Scholars behave very similarly towards the artifacts we study; they are resources that we use to think through the questions and problems that preoccupy us. Like props, the physical traces of times past have become eloquent because they have been repurposed: in the library, the sixteenth-century quarto and the eighteenth-century perfume bottle both help us interpret the past more fully. We found in James Hackett’s moment-by-moment record of Edmund Kean’s Richard III on his second American tour (1830), for instance, evidence of how the great Romantic actor used his sword as multi-purpose prosthesis. That it changes from a toy (in the scene with Lady Anne), to a crutch, to a stylus (in the battle-map scene) to an accessory (when it is replaced by a foil for the actual sword fight with Richmond) shows its extraordinary versatility as an extension of the actor’s expressive body.3 Since the sword that Hackett saw on the American tour was not likely to have been the one belonging to Kean with a documentable English provenance that is buried with Laurence Olivier in Westminster Abbey, we speculated but cannot prove for certain that it might be the one that the Folger identifies as having “been carried by Edmund Kean” as Richard III and that resides in the collection.

“Gloucester’s sword . . . carried by Edmund Kean.”

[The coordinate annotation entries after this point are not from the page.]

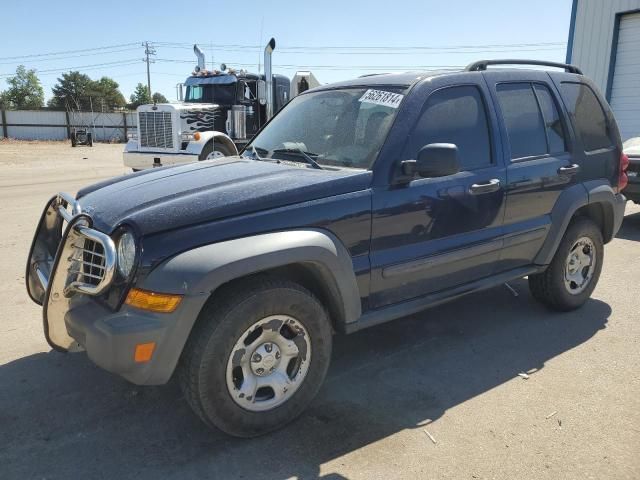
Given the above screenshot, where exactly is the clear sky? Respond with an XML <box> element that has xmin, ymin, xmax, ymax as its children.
<box><xmin>0</xmin><ymin>0</ymin><xmax>571</xmax><ymax>99</ymax></box>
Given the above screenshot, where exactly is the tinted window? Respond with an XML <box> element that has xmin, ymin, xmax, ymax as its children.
<box><xmin>562</xmin><ymin>83</ymin><xmax>611</xmax><ymax>152</ymax></box>
<box><xmin>533</xmin><ymin>84</ymin><xmax>566</xmax><ymax>153</ymax></box>
<box><xmin>405</xmin><ymin>86</ymin><xmax>491</xmax><ymax>170</ymax></box>
<box><xmin>497</xmin><ymin>83</ymin><xmax>547</xmax><ymax>158</ymax></box>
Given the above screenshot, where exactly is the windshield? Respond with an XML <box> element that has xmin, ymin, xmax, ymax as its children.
<box><xmin>245</xmin><ymin>87</ymin><xmax>404</xmax><ymax>169</ymax></box>
<box><xmin>184</xmin><ymin>83</ymin><xmax>236</xmax><ymax>105</ymax></box>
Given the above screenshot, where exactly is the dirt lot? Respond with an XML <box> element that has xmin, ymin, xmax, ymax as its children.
<box><xmin>0</xmin><ymin>143</ymin><xmax>640</xmax><ymax>480</ymax></box>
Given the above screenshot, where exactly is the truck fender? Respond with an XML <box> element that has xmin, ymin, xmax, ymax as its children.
<box><xmin>534</xmin><ymin>180</ymin><xmax>624</xmax><ymax>265</ymax></box>
<box><xmin>142</xmin><ymin>229</ymin><xmax>362</xmax><ymax>323</ymax></box>
<box><xmin>186</xmin><ymin>130</ymin><xmax>238</xmax><ymax>155</ymax></box>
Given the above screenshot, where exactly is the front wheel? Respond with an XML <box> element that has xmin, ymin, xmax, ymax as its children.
<box><xmin>180</xmin><ymin>277</ymin><xmax>332</xmax><ymax>437</ymax></box>
<box><xmin>529</xmin><ymin>218</ymin><xmax>604</xmax><ymax>311</ymax></box>
<box><xmin>198</xmin><ymin>140</ymin><xmax>234</xmax><ymax>160</ymax></box>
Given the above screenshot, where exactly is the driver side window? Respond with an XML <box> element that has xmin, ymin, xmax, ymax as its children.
<box><xmin>403</xmin><ymin>85</ymin><xmax>492</xmax><ymax>170</ymax></box>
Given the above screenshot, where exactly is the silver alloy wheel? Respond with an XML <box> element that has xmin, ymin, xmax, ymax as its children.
<box><xmin>564</xmin><ymin>237</ymin><xmax>596</xmax><ymax>295</ymax></box>
<box><xmin>205</xmin><ymin>150</ymin><xmax>224</xmax><ymax>160</ymax></box>
<box><xmin>226</xmin><ymin>315</ymin><xmax>311</xmax><ymax>412</ymax></box>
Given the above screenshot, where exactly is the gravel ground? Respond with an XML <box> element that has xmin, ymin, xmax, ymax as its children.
<box><xmin>0</xmin><ymin>142</ymin><xmax>640</xmax><ymax>480</ymax></box>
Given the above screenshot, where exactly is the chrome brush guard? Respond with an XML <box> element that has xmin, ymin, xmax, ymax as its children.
<box><xmin>26</xmin><ymin>193</ymin><xmax>116</xmax><ymax>351</ymax></box>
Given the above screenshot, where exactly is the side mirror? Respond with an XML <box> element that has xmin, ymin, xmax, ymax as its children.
<box><xmin>258</xmin><ymin>80</ymin><xmax>267</xmax><ymax>105</ymax></box>
<box><xmin>402</xmin><ymin>143</ymin><xmax>460</xmax><ymax>178</ymax></box>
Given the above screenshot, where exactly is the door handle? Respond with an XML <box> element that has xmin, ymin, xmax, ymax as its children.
<box><xmin>558</xmin><ymin>163</ymin><xmax>580</xmax><ymax>175</ymax></box>
<box><xmin>469</xmin><ymin>178</ymin><xmax>500</xmax><ymax>195</ymax></box>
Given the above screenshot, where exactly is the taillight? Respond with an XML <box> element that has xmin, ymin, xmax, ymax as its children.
<box><xmin>618</xmin><ymin>153</ymin><xmax>629</xmax><ymax>192</ymax></box>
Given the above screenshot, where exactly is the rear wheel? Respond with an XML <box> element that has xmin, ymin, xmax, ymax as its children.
<box><xmin>529</xmin><ymin>218</ymin><xmax>604</xmax><ymax>311</ymax></box>
<box><xmin>198</xmin><ymin>141</ymin><xmax>235</xmax><ymax>160</ymax></box>
<box><xmin>180</xmin><ymin>277</ymin><xmax>332</xmax><ymax>437</ymax></box>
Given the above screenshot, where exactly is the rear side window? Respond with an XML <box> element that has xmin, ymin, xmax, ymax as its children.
<box><xmin>533</xmin><ymin>83</ymin><xmax>567</xmax><ymax>153</ymax></box>
<box><xmin>405</xmin><ymin>85</ymin><xmax>491</xmax><ymax>170</ymax></box>
<box><xmin>496</xmin><ymin>83</ymin><xmax>548</xmax><ymax>159</ymax></box>
<box><xmin>561</xmin><ymin>82</ymin><xmax>612</xmax><ymax>152</ymax></box>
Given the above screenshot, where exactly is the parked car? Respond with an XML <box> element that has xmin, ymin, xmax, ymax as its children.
<box><xmin>26</xmin><ymin>61</ymin><xmax>626</xmax><ymax>437</ymax></box>
<box><xmin>623</xmin><ymin>137</ymin><xmax>640</xmax><ymax>203</ymax></box>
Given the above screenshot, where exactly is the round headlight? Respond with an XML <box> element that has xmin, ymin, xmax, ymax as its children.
<box><xmin>118</xmin><ymin>232</ymin><xmax>136</xmax><ymax>277</ymax></box>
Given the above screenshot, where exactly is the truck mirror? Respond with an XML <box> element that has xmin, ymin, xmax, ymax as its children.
<box><xmin>258</xmin><ymin>80</ymin><xmax>267</xmax><ymax>105</ymax></box>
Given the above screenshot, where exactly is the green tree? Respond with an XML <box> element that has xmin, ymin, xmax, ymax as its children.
<box><xmin>49</xmin><ymin>72</ymin><xmax>126</xmax><ymax>111</ymax></box>
<box><xmin>127</xmin><ymin>83</ymin><xmax>151</xmax><ymax>110</ymax></box>
<box><xmin>151</xmin><ymin>92</ymin><xmax>169</xmax><ymax>103</ymax></box>
<box><xmin>0</xmin><ymin>65</ymin><xmax>44</xmax><ymax>110</ymax></box>
<box><xmin>48</xmin><ymin>72</ymin><xmax>94</xmax><ymax>110</ymax></box>
<box><xmin>92</xmin><ymin>77</ymin><xmax>127</xmax><ymax>110</ymax></box>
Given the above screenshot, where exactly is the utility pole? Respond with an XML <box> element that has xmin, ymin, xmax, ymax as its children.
<box><xmin>142</xmin><ymin>42</ymin><xmax>156</xmax><ymax>100</ymax></box>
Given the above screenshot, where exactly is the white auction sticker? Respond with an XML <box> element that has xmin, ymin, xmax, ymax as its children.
<box><xmin>360</xmin><ymin>89</ymin><xmax>404</xmax><ymax>108</ymax></box>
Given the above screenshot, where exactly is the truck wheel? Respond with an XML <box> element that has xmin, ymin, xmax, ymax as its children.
<box><xmin>529</xmin><ymin>217</ymin><xmax>604</xmax><ymax>311</ymax></box>
<box><xmin>179</xmin><ymin>276</ymin><xmax>332</xmax><ymax>437</ymax></box>
<box><xmin>198</xmin><ymin>141</ymin><xmax>235</xmax><ymax>160</ymax></box>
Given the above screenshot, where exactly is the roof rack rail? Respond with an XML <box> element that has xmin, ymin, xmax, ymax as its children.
<box><xmin>465</xmin><ymin>60</ymin><xmax>582</xmax><ymax>75</ymax></box>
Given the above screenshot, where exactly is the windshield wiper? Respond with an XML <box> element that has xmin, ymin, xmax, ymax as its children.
<box><xmin>245</xmin><ymin>143</ymin><xmax>266</xmax><ymax>161</ymax></box>
<box><xmin>271</xmin><ymin>148</ymin><xmax>323</xmax><ymax>170</ymax></box>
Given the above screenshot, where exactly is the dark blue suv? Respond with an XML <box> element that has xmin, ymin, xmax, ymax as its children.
<box><xmin>26</xmin><ymin>60</ymin><xmax>627</xmax><ymax>436</ymax></box>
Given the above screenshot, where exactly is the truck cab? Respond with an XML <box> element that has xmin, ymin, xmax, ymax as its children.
<box><xmin>123</xmin><ymin>39</ymin><xmax>318</xmax><ymax>171</ymax></box>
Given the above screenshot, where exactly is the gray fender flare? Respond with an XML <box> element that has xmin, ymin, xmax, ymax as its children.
<box><xmin>534</xmin><ymin>180</ymin><xmax>625</xmax><ymax>265</ymax></box>
<box><xmin>142</xmin><ymin>229</ymin><xmax>362</xmax><ymax>323</ymax></box>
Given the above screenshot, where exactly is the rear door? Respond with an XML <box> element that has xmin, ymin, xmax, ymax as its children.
<box><xmin>370</xmin><ymin>74</ymin><xmax>505</xmax><ymax>308</ymax></box>
<box><xmin>485</xmin><ymin>71</ymin><xmax>580</xmax><ymax>271</ymax></box>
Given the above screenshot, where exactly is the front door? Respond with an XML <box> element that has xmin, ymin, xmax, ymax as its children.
<box><xmin>369</xmin><ymin>79</ymin><xmax>506</xmax><ymax>308</ymax></box>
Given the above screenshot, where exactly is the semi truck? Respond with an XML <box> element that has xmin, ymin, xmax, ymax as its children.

Artifacts are “endowable,” drafted into the service of our narratives, because they are preserved in this space, apart from their original use. We recontextualize them, drawing them into a larger conversation with other objects and new audiences. Further, they speak because scholars have the skills and training to acknowledge their dual life: as researchers, we attempt to reconstruct the original circumstances of an artifact’s production, circulation, and use even as we recognize both the artificiality of the circumstances in which we now encounter it and the new, primarily communicative function that it serves as part of the Folger’s collection. The artifact too remembers that it is both object and prop. This connection between the study of historical materials and the art of acting helps explain why the Folger Theatre and the Folger Shakespeare Library belong in the same space. What happens onstage—where the literal heaviness of a sword becomes a mark of something more—is akin to what happens next door in the Reading Room.

By way of valediction we beseeched the actors to keep together the scripts they have used and marked up in past productions. Someday we hope that they will offer them to the Folger. In the marginal notes made during study and ensemble rehearsals, actors record valuable data relevant to investigations of textuality, temporality, mentality, physicality and much more. In return we asked the actors what they would like to see from scholars in the future. Kate Eastwood Norris answered without hesitation: “playable analysis.” That struck us as a reasonable expectation on the part of artists who night after night provide us with such an extraordinary and as yet relatively under-utilized resource for our research: analyzable play.

  1. Antony Sher, Year of the King: An Actor’s Diary and Sketchbook (1985; London: Nick Hern, 2004), 158.
  2. Sanford Meisner & Dennis Longwell, On Acting (New York: Vintage, 1987), 24-25.
  3. Alan S. Downer, ed. Oxberry’s 1822 Edition of Richard III with Descriptive Notes Recording Edmund Kean’s Performance Made by James H. Hackett (London: Society for Theatre Research, 1959), 26, 76, 83, 88.